Urgência entrou em debate
Uma intensa discussão se estabeleceu com diversas intervenções de conselheiros reiterando a urgência da discussão e a inclusão do ponto na ordem do dia. A carta dos estudantes pedia a inclusão ainda em novembro. Segundo a carta, o documento do grupo de trabalho está pronto e falta apenas a deliberação, urgente diante da gravidade da situação.
Segundo a vice-reitoria Cássia Turci que presidia a sessão, no grupo e Trabalho foi produzido um documento de 300 páginas, depois reduzido a 45 e agora, para 16 páginas. Ela lembrou que só deverá haver mais uma sessão do Consuni este ano, dia 11 de dezembro, mas que seria importante que demais atores, como a Prefeitura, a Pró-Reitoria de Pessoal e trabalhadores da Diseg participassem do debate em função dos desdobramentos do protocolo para estudantes, técnicos administrativos, professores e terceirizados. A vice-reitora lembrou, inclusive do destaque da conselheira Luciana quanto aos profissionais dos serviços essenciais e terceirizados que moram em área de risco. Disse que o tema é complexo para ser discutido em apenas uma reunião e se comprometeu a colocar o ponto em fevereiro, depois do recesso em janeiro.

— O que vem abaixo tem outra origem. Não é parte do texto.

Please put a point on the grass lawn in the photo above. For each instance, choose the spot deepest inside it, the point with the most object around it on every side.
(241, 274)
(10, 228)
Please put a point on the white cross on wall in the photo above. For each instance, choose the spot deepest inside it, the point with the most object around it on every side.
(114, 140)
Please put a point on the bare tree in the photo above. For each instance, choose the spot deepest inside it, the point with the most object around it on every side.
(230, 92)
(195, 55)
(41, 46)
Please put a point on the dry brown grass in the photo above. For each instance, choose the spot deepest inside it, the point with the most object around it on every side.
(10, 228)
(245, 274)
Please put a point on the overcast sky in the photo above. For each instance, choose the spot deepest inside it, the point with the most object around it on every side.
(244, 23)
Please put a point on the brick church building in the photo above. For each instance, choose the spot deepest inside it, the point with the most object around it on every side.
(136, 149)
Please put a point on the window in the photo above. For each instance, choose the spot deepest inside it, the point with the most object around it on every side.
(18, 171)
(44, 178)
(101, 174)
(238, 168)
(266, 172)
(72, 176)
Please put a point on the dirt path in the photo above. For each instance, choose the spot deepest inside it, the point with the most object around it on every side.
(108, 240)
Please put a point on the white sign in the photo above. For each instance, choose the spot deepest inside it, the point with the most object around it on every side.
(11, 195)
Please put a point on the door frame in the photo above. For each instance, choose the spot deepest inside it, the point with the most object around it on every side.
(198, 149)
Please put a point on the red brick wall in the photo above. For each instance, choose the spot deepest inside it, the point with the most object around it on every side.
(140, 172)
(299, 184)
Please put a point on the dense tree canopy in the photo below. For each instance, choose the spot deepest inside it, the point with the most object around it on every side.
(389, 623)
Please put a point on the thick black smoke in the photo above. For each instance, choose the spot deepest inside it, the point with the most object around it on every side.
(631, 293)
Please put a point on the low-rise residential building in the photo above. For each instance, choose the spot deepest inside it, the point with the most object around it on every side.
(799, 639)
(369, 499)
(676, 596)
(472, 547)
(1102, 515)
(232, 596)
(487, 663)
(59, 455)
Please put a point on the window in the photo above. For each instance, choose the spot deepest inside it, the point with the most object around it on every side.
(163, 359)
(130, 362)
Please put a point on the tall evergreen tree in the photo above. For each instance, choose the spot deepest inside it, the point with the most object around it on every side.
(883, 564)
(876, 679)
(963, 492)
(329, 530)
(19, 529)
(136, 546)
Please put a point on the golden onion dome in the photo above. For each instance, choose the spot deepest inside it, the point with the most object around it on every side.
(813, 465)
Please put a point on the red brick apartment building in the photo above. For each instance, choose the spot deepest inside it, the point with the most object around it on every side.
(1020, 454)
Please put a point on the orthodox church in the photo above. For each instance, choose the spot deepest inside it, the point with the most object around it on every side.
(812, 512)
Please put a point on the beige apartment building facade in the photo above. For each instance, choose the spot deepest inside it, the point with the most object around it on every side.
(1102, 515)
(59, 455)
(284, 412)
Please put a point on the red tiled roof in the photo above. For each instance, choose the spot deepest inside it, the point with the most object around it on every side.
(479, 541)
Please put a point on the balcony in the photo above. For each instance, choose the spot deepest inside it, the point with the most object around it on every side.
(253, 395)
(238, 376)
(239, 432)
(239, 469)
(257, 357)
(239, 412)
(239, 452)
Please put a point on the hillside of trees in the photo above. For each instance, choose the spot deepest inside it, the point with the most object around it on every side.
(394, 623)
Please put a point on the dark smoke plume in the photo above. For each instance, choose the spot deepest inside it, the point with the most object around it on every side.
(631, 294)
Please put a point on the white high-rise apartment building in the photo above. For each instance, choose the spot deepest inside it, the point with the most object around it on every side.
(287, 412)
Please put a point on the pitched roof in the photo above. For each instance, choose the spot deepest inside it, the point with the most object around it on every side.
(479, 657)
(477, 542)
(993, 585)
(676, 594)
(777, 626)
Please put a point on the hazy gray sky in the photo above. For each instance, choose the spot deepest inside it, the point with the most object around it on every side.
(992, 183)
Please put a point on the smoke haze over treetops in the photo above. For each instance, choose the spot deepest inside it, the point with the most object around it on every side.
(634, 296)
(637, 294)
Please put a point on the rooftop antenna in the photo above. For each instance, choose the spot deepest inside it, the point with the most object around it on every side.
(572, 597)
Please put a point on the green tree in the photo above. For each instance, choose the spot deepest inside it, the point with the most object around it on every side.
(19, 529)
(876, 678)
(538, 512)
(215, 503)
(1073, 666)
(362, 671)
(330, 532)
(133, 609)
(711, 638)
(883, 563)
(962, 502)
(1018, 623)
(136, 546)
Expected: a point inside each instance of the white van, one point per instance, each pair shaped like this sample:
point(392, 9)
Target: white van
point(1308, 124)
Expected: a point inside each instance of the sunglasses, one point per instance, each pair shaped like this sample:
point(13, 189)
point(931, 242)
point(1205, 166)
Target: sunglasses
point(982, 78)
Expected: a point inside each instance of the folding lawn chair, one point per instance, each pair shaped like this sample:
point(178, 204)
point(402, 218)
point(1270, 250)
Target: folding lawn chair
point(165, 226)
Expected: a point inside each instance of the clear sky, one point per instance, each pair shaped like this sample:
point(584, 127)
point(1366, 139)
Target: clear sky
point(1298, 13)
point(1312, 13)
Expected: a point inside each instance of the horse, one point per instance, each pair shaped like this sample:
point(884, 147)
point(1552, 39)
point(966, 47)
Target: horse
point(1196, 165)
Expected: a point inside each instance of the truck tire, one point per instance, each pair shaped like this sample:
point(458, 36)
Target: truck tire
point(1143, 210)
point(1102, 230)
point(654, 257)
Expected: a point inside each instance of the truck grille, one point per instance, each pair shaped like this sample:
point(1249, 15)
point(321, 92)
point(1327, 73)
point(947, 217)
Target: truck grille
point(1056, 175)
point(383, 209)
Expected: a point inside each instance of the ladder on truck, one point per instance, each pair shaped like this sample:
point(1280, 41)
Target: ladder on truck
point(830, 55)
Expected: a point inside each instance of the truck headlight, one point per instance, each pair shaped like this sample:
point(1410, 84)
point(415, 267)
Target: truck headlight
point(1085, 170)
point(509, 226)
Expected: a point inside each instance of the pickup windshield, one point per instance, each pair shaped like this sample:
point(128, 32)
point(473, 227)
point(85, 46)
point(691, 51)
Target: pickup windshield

Apesar do protesto dos estudantes, levado a voto, o pedido de regime de urgência foi rejeitado. Mas a Reitoria reiterou o compromisso com a pauta na primeira sessão de 2026.
No entanto, a bancada técnico administrativa insistiu na solicitação de que haja também quanto a este segmento, orientação em caso de conflitos assim, particularmente quanto a unidades hospitalares, para que a comunidade não seja exposta a risco. A vice-reitora comprometeu-se também a conversar com o reitor sobre medidas para ampliar a rede de comunicação, no que toca por exemplo ao abono.
Denúncia de assédio será apurada
O Coletivo de Mulheres da Faculdade Nacional de Direito ganhou fala no colegiado para denunciar situação de assédio envolvendo um docente contra alunas da unidade. A vice-reitora Cássia Turci reafirmou a gravidade da denúncia informou que providências já estão sendo tomadas.
Segundo contou, houve reunião longa da Ouvidoria, de representantes da direção, docentes, Centro Acadêmico e o Coletivo e que, além da abertura de um processo Administrativo Disciplinar no caso da acusação de assédio, será formado um grupo de trabalho com mulheres profissionais da casa e coletivos femininos. “Se ainda não foi, isso tem que ser feito. Vamos pedir que a direção cumpra o que foi determinado na reunião e manteremos contato com vocês”.